Tast Codelab #2: kernel.LogMount (go/tast-codelab-2)

This document assumes that you've already gone through Codelab #1.

This codelab follows the creation of a Tast test that verifies that the kernel logs a message to its ring buffer when a filesystem is mounted. In doing so, we'll learn about the following:

  • creating new contexts to limit the running time of operations
  • declaring separate helper functions
  • deciding when to run external commands vs. using standard Go code
  • using channels to communicate between goroutines
  • waiting for asynchronous events
  • cleaning up after ourselves

Getting started

Before writing any code, let's think about the basic approach that we should use to test this. We can create a filesystem within an on-disk file and then use a loopback mount. When the filesystem is mounted, the kernel will asynchronously write a message like this to its ring buffer:

[124273.844282] EXT4-fs (loop4): mounted filesystem without journal. Opts: (null)

The kernel ring buffer can be viewed using the dmesg command. One option would be to mount the filesystem, sleep a bit, and then run dmesg and look for the expected message, but that approach is problematic for multiple reasons:

  1. The kernel might take longer than expected to log the message, resulting in our test being flaky.
  2. If other messages are being logged quickly while our test is running, the mounted filesystem message might be pushed out of the buffer before we check it, resulting in our test being flaky.
  3. The ring buffer may already contain a mounted filesystem message from an earlier mount, resulting in our test not detecting failures.

Luckily, in Linux 3.5.0 and later, dmesg --follow can be used to tail new log messages. If we start dmesg --follow before mounting the filesystem, that resolves the first two concerns above. For the third concern, we can use dmesg --clear to clear the buffer beforehand — that doesn't completely eliminate the risk of seeing a stale message, but it at least makes it less likely.

We also need to think about how we‘re going to consume dmesg --follow‘s output in our test. Go doesn’t provide much standard support for non-blocking I/O, but it does make it easy to run code concurrently in a separate goroutine and pass data between goroutines using channels. (There are more helpful links about concurrency in Go in the Concurrency section of the Writing Tests doc.) We can start a goroutine that reads the output from the dmesg process as long as it’s running, and writes each line to a channel that's read by the main goroutine. select then lets us to perform non-blocking operations on channels.

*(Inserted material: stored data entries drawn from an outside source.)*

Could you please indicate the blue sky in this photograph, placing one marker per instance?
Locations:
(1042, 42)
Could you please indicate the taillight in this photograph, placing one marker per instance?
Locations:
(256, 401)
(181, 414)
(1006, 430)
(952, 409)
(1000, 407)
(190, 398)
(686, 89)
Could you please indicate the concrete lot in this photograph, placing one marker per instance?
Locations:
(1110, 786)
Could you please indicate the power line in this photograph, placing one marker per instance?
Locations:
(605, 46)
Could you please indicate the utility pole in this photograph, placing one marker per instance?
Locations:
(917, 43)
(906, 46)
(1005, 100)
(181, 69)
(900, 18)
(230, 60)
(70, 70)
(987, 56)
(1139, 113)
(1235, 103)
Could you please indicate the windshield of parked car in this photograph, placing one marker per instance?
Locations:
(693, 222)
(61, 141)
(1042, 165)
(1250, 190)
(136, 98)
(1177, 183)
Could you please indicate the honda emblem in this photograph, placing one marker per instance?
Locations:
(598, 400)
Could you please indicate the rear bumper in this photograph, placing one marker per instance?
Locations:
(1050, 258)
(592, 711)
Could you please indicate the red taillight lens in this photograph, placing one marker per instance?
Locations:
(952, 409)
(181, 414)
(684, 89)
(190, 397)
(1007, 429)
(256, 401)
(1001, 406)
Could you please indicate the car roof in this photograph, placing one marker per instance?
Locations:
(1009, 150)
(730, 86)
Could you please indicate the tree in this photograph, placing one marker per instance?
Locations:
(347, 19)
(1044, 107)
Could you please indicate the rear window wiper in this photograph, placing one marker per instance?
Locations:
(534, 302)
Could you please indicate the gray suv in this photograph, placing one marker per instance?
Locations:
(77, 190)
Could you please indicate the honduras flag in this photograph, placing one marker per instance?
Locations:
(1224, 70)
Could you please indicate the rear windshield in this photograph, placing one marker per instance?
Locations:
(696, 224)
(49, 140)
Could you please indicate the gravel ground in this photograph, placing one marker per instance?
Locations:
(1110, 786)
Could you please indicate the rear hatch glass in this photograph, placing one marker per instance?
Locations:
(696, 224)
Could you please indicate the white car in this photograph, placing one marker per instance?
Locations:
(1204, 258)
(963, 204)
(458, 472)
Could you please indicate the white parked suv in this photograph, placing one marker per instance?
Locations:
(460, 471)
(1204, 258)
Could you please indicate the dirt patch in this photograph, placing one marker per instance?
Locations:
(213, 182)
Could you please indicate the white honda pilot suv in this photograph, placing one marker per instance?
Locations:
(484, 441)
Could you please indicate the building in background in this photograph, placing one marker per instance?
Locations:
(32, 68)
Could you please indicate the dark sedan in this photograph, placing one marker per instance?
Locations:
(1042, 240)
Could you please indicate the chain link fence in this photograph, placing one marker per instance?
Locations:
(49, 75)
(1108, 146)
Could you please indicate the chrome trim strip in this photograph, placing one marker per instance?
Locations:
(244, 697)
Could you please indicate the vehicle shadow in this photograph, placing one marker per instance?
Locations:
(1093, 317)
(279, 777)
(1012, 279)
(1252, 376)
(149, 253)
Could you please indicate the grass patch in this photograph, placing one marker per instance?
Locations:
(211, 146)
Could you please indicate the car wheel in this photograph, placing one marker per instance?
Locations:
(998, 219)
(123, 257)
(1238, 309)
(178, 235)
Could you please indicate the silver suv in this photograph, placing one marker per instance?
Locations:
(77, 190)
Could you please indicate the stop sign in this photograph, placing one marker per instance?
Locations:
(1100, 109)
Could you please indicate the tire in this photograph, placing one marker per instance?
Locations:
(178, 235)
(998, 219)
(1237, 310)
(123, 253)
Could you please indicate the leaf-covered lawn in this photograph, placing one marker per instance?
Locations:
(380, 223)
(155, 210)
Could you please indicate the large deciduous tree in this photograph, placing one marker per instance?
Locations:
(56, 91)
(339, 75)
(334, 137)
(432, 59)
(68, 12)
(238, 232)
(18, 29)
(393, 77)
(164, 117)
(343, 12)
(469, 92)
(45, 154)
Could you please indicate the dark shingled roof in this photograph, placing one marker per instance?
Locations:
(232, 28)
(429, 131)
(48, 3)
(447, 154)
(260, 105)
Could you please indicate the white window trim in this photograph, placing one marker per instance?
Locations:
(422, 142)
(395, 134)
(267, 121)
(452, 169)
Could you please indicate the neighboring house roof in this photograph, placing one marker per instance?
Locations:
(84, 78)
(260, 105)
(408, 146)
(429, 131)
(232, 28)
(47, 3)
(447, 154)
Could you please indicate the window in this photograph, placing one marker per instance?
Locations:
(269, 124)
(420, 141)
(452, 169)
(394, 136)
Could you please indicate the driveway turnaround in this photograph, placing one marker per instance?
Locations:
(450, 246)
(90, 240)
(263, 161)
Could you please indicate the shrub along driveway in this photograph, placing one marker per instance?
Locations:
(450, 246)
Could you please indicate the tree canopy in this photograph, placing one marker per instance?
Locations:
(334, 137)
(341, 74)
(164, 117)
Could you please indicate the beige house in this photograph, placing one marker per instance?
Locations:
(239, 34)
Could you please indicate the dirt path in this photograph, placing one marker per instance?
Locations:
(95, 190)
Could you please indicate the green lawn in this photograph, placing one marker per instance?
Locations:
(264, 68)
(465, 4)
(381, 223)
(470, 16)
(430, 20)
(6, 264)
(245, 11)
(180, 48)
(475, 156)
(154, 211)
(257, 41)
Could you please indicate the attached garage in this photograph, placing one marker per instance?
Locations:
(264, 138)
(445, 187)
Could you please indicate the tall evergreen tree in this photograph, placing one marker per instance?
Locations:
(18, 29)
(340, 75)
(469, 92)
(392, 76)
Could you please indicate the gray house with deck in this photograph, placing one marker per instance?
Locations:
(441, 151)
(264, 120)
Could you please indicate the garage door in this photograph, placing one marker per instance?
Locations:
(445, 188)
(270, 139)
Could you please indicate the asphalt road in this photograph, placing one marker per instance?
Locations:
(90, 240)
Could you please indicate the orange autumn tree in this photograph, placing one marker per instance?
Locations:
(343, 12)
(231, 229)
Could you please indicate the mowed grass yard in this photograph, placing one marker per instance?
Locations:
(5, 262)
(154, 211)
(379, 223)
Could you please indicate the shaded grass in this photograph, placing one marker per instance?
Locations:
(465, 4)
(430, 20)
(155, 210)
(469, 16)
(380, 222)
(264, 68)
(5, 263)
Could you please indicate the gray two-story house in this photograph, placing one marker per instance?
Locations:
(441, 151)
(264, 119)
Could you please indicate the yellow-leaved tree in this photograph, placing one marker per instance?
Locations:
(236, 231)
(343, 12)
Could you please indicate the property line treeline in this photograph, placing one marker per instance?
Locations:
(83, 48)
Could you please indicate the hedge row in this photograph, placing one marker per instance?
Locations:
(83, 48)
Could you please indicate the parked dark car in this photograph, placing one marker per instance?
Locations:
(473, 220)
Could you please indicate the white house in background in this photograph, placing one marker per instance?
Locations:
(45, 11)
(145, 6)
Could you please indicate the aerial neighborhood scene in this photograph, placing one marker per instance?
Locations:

Now that we‘ve thought through how the test should work, let’s start writing some code.

Test setup

We‘ll skip over boilerplate like import statements and the test metadata since those are already covered by Codelab #1, but you can see these portions of the test in the full listing at the bottom of this document. Instead, let’s start with the beginning of our test function:

func LogMount(ctx context.Context, s *testing.State) {
	// Use a shortened context for test operations to reserve time for cleanup.
	shortCtx, shortCancel := ctxutil.Shorten(ctx, 15*time.Second)
	defer shortCancel()

When the test exits, we need to perform various cleanup tasks. defer is the standard way of doing this. Some of this cleanup, like running the umount command, may require a context, though — if the test times out, the original context will be expired by the time that the deferred functions are executed, resulting in them not working correctly. A common way to resolve this is by deriving a new context with a slightly-shorter deadline from the original one that was passed to the test function. Then, we can use the shorter context throughout the test while saving the longer original context for cleanup. The ctxutil.Shorten function makes it easy to derive a new context with a shorter deadline.

We also create a temporary directory that we'll use to hold both the filesystem and the mount point that we use for it:

	// Create a temp dir in /tmp to ensure that we don't leave stale mounts in
	// Tast's temp dir if we're interrupted.
	td, err := ioutil.TempDir("/tmp", "tast.kernel.LogMount.")
	if err != nil {
		s.Fatal("Failed to create temp dir: ", err)
	}
	defer os.RemoveAll(td)

We explicitly ask for the temp dir to be created under /tmp. Tast sets TMPDIR explicitly for tests, and if we're interrupted before we can unmount the filesystem, leaving a mount in TMPDIR can cause problems when Tast tries to clean it up later.

Creating the filesystem

Next, we need to create the on-disk filesystem so we can mount it. Since we only need to do this once, we could just put the code in the main test function. However, arguments can be made for declaring a separate helper function:

  • defer can be used to run code when the helper function returns.
  • Creating a filesystem requires many steps and is a self-contained operation, so declaring a helper function may make the main test function more readable.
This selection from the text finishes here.